Whistleblowing is an ethical practice as long as the whistleblower's accusations are accurate and he makes them without malice. Whistleblowing has serious consequences for both the organization and the whistleblowing employee, especially when the accusations are inaccurate.
A 1992 Louisiana Tech University survey of whistleblowers found that 62 percent lost their jobs, 18 percent felt harassed on the job and 11 percent had their salaries reduced. When employees expressed concerns to management in these incidents, they received hostile or unresponsive results. Management mitigates fallout from whistleblowing by informing employees about the appropriate steps to take when expressing internal ethical concerns.
Organizations need formal policies to manage whistleblowing effectively. An effective policy includes a statement that employees have an obligation to report wrongdoing, lists people designated to receive complaints, and establishes a fair investigative process. An effective policy also guarantees that the organization protects employees from adverse consequences in their employment.

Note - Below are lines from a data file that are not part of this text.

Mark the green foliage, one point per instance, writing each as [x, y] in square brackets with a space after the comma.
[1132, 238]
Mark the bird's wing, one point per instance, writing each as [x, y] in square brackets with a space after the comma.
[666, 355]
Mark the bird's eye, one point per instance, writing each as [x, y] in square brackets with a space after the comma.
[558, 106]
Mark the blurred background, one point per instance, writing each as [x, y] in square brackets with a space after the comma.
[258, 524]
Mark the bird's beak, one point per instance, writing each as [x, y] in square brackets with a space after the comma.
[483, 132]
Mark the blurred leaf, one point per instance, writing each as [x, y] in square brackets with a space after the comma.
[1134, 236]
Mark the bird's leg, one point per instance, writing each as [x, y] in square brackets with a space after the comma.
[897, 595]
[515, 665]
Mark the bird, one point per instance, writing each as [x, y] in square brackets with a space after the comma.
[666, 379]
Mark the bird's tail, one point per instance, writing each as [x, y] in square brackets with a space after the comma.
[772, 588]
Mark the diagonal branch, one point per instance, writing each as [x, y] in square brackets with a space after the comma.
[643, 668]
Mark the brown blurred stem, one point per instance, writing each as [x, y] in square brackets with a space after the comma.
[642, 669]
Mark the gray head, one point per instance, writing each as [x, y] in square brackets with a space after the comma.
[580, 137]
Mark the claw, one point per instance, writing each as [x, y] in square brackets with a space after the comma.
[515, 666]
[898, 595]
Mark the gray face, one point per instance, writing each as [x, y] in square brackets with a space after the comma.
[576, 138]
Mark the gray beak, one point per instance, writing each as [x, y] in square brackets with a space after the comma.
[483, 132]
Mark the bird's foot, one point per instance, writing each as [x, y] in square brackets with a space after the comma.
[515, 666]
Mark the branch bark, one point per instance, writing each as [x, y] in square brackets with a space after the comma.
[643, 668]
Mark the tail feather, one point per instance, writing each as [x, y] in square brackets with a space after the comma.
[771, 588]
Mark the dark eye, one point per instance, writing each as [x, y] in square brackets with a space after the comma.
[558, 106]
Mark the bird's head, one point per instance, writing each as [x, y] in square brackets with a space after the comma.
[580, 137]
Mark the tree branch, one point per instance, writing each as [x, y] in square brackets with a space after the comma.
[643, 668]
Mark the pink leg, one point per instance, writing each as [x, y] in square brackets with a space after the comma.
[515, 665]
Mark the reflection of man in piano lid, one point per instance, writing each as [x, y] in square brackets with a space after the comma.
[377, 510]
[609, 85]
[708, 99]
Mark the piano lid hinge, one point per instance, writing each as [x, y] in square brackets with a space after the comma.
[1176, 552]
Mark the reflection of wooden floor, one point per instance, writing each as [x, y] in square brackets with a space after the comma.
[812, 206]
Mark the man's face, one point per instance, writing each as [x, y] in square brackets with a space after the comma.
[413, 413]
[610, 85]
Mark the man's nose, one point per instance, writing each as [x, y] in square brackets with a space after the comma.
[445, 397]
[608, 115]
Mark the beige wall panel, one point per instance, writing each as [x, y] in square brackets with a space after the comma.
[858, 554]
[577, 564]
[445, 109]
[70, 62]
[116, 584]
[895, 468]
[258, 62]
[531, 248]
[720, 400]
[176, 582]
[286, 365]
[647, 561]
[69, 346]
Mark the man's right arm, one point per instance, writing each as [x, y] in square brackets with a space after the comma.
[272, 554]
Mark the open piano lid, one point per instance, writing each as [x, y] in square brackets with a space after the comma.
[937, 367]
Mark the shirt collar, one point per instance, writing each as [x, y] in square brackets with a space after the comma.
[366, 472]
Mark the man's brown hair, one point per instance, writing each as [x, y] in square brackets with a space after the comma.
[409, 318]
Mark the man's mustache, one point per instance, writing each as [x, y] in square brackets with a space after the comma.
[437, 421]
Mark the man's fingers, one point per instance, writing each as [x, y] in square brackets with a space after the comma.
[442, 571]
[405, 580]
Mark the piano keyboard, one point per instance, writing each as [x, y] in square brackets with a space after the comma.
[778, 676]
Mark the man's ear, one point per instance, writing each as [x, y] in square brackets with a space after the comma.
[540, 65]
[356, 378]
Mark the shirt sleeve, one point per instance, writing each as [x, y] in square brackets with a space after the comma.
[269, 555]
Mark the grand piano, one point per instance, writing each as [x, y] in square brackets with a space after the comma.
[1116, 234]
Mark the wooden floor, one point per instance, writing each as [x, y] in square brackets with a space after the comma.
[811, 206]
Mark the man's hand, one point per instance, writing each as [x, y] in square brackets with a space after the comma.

Federal laws protect whistleblowers from retaliation, including Title VII of the Civil Rights Act, the Occupational Health and Safety Act, and the Age Discrimination in Employment Act. The 1989 Whistleblower's Act, signed by President George H.W. Bush, further protects federal employees who disclose government waste, abuse or fraud, but this law does not protect private-business employees. Several states have legislation that protects whistleblowers.